Il peut y avoir la révolte des gueux, il peut y avoir aussi la résistance des nantis. Il n'y a pas de révolution, de réforme globale de toute société, sans le peuple, mais la contestation et la résistance commencent parfois par la prise de conscience de l'injustice chez quelques privilégiés. L'Histoire est pleine d'exemples de ce type : d'Augustin à Bonhoëffer en passant par Pierre Valdo, Luther et quelques autres...
Résister : un mot familier aux protestants, ces chrétiens, comme dit André Gounelle, qui "protestent pour Dieu - contre ce qui le déforme ou le masque - et protestent pour l'homme - contre ce qui le défigure ou l'abîme". (les grands principes du protestantisme - les Bergers et les mages, Paris)
Résister au défaitisme, à la désespérance, au consensus social soporifique et démobilisateur. La résistance permet d'imaginer l'avenir, elle signifie, comme l'écrivait naguère Eric Fuchs, que "les hommes sont faits pour vivre droits, debout, à la hauteur du visage de l'autre, et non pas courbés dans la posture de l'esclave ou du courtisan". (Le droit de résister - Labor et Fides 1990, p.16)
La résistance ouvre la porte à la justice qui seule rend possible la liberté : cette justice "éclate" dans le Décalogue, ces dix paroles que le Seigneur va donner à son peuple pour lui indiquer le chemin du bonheur et de la liberté.
Cette justice s'exprime d'abord dans le refus de toute confusion entre Dieu et une autre réalité que nos désirs ou nos intérêts voudraient élever au rang de dieu : l'argent, le pouvoir, la religion, le travail, le corps... Seul le Dieu de la Parole peut libérer l'homme de ses mauvais fantasmes, le sortir de lui-même pour l'ouvrir à la liberté.
Cette justice s'exprime aussi dans l'exigence de respecter le mystère de l'autre et lui reconnaître une dignité absolue.
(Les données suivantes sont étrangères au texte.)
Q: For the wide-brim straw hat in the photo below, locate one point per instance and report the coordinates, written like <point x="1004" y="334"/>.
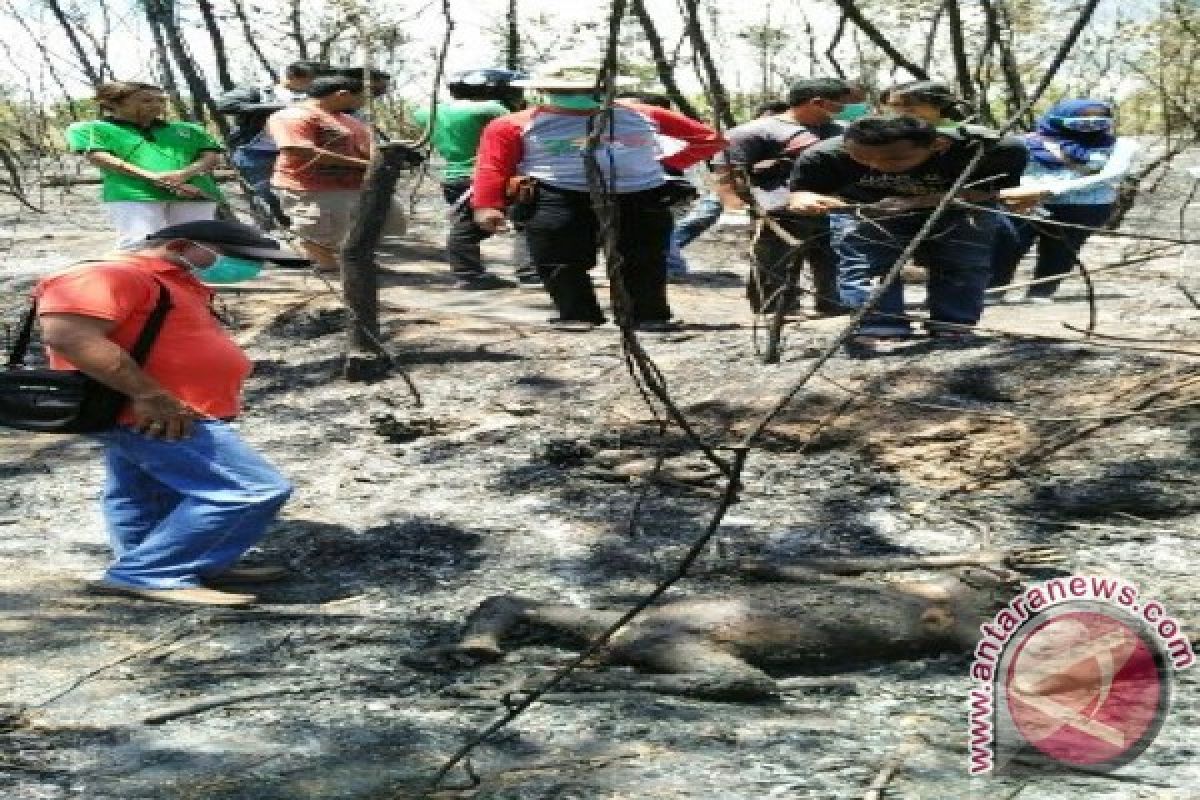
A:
<point x="568" y="76"/>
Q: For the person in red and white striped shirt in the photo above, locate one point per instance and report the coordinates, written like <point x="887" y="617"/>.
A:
<point x="546" y="143"/>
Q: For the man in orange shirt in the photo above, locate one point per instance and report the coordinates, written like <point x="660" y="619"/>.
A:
<point x="185" y="495"/>
<point x="324" y="151"/>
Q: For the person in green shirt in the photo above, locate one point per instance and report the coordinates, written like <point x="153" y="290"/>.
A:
<point x="156" y="173"/>
<point x="478" y="96"/>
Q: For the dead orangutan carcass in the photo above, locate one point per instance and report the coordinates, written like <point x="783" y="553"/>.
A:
<point x="724" y="647"/>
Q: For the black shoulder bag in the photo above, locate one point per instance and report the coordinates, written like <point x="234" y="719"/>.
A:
<point x="66" y="401"/>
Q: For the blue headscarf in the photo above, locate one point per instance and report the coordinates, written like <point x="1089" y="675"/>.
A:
<point x="1078" y="146"/>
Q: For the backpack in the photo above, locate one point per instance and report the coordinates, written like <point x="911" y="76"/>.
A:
<point x="66" y="401"/>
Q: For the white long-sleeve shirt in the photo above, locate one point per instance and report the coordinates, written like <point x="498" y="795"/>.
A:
<point x="1071" y="185"/>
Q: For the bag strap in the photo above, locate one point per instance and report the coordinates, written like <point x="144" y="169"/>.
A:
<point x="17" y="355"/>
<point x="139" y="350"/>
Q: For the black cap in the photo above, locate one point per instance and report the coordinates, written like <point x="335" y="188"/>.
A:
<point x="232" y="239"/>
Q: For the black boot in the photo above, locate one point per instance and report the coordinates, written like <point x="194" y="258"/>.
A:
<point x="570" y="288"/>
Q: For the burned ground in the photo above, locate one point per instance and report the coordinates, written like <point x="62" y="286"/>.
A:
<point x="519" y="474"/>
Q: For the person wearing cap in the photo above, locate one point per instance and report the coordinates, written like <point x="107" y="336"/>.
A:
<point x="546" y="143"/>
<point x="324" y="154"/>
<point x="478" y="96"/>
<point x="185" y="497"/>
<point x="253" y="150"/>
<point x="765" y="148"/>
<point x="155" y="172"/>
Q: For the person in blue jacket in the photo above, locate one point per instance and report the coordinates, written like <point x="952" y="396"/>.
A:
<point x="1077" y="163"/>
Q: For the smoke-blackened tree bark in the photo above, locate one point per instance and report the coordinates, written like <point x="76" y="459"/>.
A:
<point x="959" y="50"/>
<point x="159" y="13"/>
<point x="297" y="31"/>
<point x="661" y="62"/>
<point x="997" y="35"/>
<point x="217" y="38"/>
<point x="834" y="41"/>
<point x="166" y="72"/>
<point x="718" y="96"/>
<point x="94" y="76"/>
<point x="247" y="31"/>
<point x="513" y="38"/>
<point x="880" y="41"/>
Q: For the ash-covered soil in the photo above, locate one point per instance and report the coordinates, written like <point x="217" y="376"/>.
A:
<point x="515" y="475"/>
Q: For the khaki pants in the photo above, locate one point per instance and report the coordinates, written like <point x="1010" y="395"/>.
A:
<point x="325" y="216"/>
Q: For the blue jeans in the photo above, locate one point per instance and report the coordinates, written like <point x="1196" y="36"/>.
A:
<point x="178" y="511"/>
<point x="958" y="254"/>
<point x="256" y="168"/>
<point x="465" y="236"/>
<point x="703" y="215"/>
<point x="1057" y="246"/>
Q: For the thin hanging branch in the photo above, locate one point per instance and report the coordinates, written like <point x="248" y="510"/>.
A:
<point x="513" y="38"/>
<point x="839" y="31"/>
<point x="69" y="29"/>
<point x="720" y="98"/>
<point x="167" y="73"/>
<point x="239" y="10"/>
<point x="661" y="64"/>
<point x="931" y="36"/>
<point x="297" y="30"/>
<point x="217" y="38"/>
<point x="959" y="49"/>
<point x="202" y="101"/>
<point x="852" y="12"/>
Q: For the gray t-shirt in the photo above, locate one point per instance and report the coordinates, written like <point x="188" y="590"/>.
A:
<point x="772" y="138"/>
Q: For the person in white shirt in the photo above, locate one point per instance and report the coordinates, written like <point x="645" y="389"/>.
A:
<point x="1077" y="164"/>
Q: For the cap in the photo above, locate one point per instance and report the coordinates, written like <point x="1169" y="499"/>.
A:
<point x="568" y="76"/>
<point x="232" y="239"/>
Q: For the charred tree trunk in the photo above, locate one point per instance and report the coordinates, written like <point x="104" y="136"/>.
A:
<point x="297" y="31"/>
<point x="661" y="64"/>
<point x="1008" y="67"/>
<point x="832" y="50"/>
<point x="94" y="76"/>
<point x="365" y="359"/>
<point x="217" y="38"/>
<point x="927" y="59"/>
<point x="202" y="101"/>
<point x="251" y="41"/>
<point x="166" y="71"/>
<point x="513" y="38"/>
<point x="959" y="50"/>
<point x="720" y="98"/>
<point x="877" y="38"/>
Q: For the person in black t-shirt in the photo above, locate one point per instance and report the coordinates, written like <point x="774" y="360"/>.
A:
<point x="903" y="166"/>
<point x="765" y="149"/>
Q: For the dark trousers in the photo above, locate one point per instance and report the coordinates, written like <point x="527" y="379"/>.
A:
<point x="564" y="233"/>
<point x="958" y="253"/>
<point x="1057" y="247"/>
<point x="774" y="259"/>
<point x="465" y="236"/>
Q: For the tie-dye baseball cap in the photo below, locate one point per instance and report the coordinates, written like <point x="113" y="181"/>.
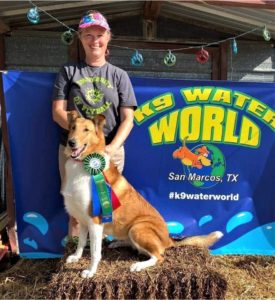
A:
<point x="92" y="18"/>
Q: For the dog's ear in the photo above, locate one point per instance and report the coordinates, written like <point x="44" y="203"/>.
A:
<point x="99" y="121"/>
<point x="72" y="115"/>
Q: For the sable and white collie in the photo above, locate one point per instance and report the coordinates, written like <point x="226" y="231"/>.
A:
<point x="135" y="222"/>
Il n'y a pas de liberté là où quelqu'un ou quelque chose prend la place de Dieu, il n'y a pas de liberté non plus là où le prochain est méprisé.
La résistance au pouvoir de Pharaon, l'exigence de la reconnaissance du droit de l'autre, cet engagement pour la justice et la liberté, sont soutenus par la conviction qu'il y a toujours une Terre promise qui nous attend !
Je sais : on a utilisé ce thème et cette image pour couvrir les pires actions et faire supporter passivement aux plus faibles le pouvoir dictatorial et injuste des plus forts : ce n'est évidemment pas de cela que je veux parler. Parler de Terre Promise, c'est parler de ce monde de justice et de fraternité à construire ici et maintenant.
Quand des êtres humains cherchent à venir, du monde entier, dans nos pays riches d'occident, ils emploient tous les moyens à leur disposition parce que nos pays leur apparaissent comme la Terre Promise, ce pays "où coulent le lait et le miel" comme dit la Bible.. et ils découvrent vite, à leur grande déconvenue, qu'ils n'ont pas atteint la Terre Promise mais qu'ils sont arrivés en "Egypte"... Ils ont peut-être fui un Pharaon, mais c'est pour tomber entre les pattes d'un autre, un Pharaon barricadé dans "l'espace de Schengen", un Pharaon qui ferme les portes et reconduit aux frontières...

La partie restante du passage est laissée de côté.